As for the remaster, it’s not a great example of the practice. The visuals, being largely concerned with robots and military hardware, mostly – but not universally – hold up over the last decade and a half. The audio is not so fortunate. Several unidentifiable sound effects repeat frequently at an ear-splitting level that drowns out dialogue, and I can’t tell if this is a bug or just poor volume mixing. I can’t fault the voice acting for its goofy delivery, as that’s almost certainly intentional, but its habit of pausing mid-sentence to accommodate the subtitles removes the “it’s good” part from “so bad, it’s good.” The music is better, though it feels a bit like wallpaper – possibly as another consequence of the volume issues.
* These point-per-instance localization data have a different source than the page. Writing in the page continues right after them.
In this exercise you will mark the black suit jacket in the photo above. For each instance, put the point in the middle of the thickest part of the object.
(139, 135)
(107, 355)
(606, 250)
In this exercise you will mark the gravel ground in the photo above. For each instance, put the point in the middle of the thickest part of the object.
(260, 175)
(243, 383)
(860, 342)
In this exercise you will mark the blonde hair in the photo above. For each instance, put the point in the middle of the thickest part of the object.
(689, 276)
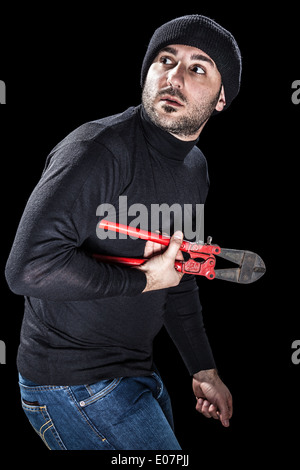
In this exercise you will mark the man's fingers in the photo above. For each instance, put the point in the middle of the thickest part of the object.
(174, 246)
(208, 409)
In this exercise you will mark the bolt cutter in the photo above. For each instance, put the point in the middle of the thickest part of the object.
(201, 260)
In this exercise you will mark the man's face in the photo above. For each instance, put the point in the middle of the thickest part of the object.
(182, 89)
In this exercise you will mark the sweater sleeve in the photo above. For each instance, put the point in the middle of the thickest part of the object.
(184, 323)
(47, 260)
Metal Wolf Chaos definitely would not have earned its following had it been released more recently or under different circumstances. Intentional cheesiness has been done better by plenty of other games since 2004, and mech combat had been done better by plenty of other games even before then. But it is still funny – and not just on principle because of the weirdness surrounding it, but because it was designed to be. You should not buy Metal Wolf Chaos XD if you want to own a great game. You should buy it if you want to own a memetic touchstone with a mediocre game attached.
This review is based on the PC version of the game. A copy was provided by Devolver Digital.
Middling
The ridiculous premise of Metal Wolf Chaos far outstrips what its gameplay can deliver, but this international release is still good for a laugh.